For those who are into fancy food, olive oil is the new wine. You can go to olive oil tastings where the talk is all about peppery notes, and spicy undertones, and fruity finishes. You can spend your vacation touring olive plantations in Napa. You can spend a lot of money on some really special olive oils.

But it doesn’t make sense to cook with the good stuff. The compounds that make extra virgin olive oil so tasty and so expensive are quite volatile. When they’re exposed to heat for any length of time, they break down or evaporate.

Save your extra virgin olive oil for salad dressings, drizzling over cooked vegetables, pasta, baked potatoes, or even popcorn. Or, pour it into a dish and dip hunks of bread into it. That’s when you’ll really be able to appreciate the flavor that you’re paying so much extra for. You’ll also be getting the health benefits of all those valuable plant compounds.

But for sauces, sautéing, or roasting vegetables in the oven or on the grill, reach for the 100% olive oil instead. You’re still getting the heart healthy benefits of the monounsaturated fats and you’re not wasting money on compounds that are largely destroyed in the cooking process.

What Other Oils Do You Need in the Kitchen?

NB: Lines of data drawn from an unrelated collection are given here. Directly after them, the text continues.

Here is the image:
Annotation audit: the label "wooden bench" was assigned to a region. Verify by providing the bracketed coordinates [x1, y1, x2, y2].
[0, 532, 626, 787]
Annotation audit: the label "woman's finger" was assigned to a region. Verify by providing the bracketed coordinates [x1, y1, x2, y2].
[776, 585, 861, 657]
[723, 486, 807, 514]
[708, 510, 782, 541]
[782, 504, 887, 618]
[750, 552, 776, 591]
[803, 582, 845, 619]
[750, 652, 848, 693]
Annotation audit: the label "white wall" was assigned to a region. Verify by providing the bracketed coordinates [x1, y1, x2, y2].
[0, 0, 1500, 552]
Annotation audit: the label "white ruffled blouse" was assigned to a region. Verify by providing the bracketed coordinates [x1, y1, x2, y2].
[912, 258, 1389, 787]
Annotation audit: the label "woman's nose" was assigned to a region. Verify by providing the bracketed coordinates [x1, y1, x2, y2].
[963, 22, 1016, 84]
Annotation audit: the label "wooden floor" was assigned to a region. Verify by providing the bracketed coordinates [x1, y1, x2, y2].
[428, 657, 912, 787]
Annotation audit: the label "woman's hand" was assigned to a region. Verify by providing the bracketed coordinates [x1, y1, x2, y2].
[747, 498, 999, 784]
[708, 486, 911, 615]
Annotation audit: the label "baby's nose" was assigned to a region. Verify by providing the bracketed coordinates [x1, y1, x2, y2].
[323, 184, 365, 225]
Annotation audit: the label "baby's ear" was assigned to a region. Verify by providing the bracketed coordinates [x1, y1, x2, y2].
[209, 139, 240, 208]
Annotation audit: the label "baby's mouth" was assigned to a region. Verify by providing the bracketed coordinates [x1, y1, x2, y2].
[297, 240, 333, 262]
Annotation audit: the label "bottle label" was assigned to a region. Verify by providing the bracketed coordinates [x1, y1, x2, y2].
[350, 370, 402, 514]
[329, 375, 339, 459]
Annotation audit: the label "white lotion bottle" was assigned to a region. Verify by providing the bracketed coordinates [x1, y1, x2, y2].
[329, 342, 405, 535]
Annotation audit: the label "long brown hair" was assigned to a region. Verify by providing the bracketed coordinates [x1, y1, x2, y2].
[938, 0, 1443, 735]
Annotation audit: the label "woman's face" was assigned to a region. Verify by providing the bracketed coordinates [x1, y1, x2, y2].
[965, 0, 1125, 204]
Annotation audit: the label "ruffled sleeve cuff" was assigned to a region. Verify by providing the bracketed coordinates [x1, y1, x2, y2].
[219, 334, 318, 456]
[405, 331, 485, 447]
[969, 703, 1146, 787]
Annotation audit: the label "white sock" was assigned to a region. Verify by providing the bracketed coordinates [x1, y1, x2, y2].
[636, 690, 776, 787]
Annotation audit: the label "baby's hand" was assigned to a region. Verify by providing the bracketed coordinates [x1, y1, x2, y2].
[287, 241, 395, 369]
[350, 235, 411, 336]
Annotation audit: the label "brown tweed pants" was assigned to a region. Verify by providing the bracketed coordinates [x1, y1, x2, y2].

Olive oil is great for the majority of cooking tasks, but you may want to have a couple of other oils on hand, as well. Even the lighter, more refined olive oils have a noticeable olive flavor that sometimes doesn’t go with what you’re cooking. Canola oil is perfect for those times when you want a very neutral flavor. Although it doesn’t have all the extra antioxidants and polyphenols that you get with olive oil, canola oil is also mostly monounsaturated fat

When you’re cooking over very high heat, such as stir-frying, choose peanut oil or an oil that’s specifically labeled for high-heat cooking. These have a very high smoke point, which means you can heat them to higher temperatures before they start setting off your smoke alarm. Frying foods at high temperatures reduces the amount of oil that the food absorbs, so the end result is lighter and crisper.